- Born: 1964 (age 61–62)
- Origin: Glasgow, Scotland
- Occupation: Singer
- Formerly of: This Mortal Coil
- Website: Louise Rutkowski

= Louise Rutkowski =

Scottish singer (born 1964)

Louise Rutkowski (born 1964) is a Scottish singer who rose to prominence as part of the 4AD music project This Mortal Coil.

==Early life==
Louise Rutkowski, along with her sister Deirdre, began her singing career in 1982 as a backup singer for the band Jazzateers. After a lineup change and a move from Postcard Records to Rough Trade Records, the band was renamed to Bougie Bougie. At this time, Louise and Deirdre left the band to form a new band, Sunset Gun, with keyboard player Ross Campbell. The band signed with CBS Records, recording three singles and an album with producers Pete Wingfield and Alan Rankine.

In 1988, Louise provided backing vocals from Phil Thornalley's album Swamp.

Upon the breakup of Sunset Gun, Louise and Deidre, recording as The Florentines, released the Man of Mine EP on the English label él Records.

==Career==
===This Mortal Coil===

As part of the 4AD label's music collective This Mortal Coil, Louise and Deirde can be heard on several songs on the Filigree & Shadow and Blood albums. Louise continued her collaboration with 4AD as the lead vocalist on The Hope Blister's 1998 album "...Smile's OK" album.

===Solo and collaborative career===
Rutkowski also performed in The Kindness of Strangers, with producer and composer Craig Armstrong and playwright Peter Arnott. The band, signed to US label Interscope Records, released the album Hope in 1993.

In 2001, Rutkowski, collaborating with The Roland Perrin Trio, recorded covers of six Randy Newman song for the mini-album 6 Songs. It was released on her own label, Jock Records, and distributed by 4AD via mail order.

After an extended hiatus from recording, Rutkowski began to release new recordings in the 2010s. The first of these, 'Mimi', was the product of a writing partnership with Glasgow musician Irvin Duguid, and an album, Diary of a Lost Girl, followed, released in February 2014 by Jock Records.

Rutkowski said of the album: "Most of all I envisaged this album as a soundtrack to life for the listener.
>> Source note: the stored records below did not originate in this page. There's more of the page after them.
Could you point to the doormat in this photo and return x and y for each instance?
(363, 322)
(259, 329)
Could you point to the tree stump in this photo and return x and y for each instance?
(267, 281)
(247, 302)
I remember visiting London when I’d just met Irvin and was listening to the bare bones of "Float", one of the album tracks, and trying to come up with something. I was sitting on the Tube and somehow the music, combined with the motion of the train and watching people sitting thinking as they endured their journey, made me realise that I wanted this to be an album that would be a part of someone's daily life; rather than something they would put on at home. Much as the This Mortal Coil albums were for a lot of fans that have spoken to me over the years, the music should accompany whatever is going on for that person, and hopefully make it easier for them, or help them to come to conclusions. It's a very personal album and I would hope it would become personal for the listener too".

Rutkowski released another solo album, Home, on her own Jock Records label in 2018 and followed it up with an acoustic version of the album.

Rutkowski's most recent recordings are the 2021 solo single "Forbidden Fruit" and "The Feeling's Gone," a 2021 single by singer-songwriter Nick Brown.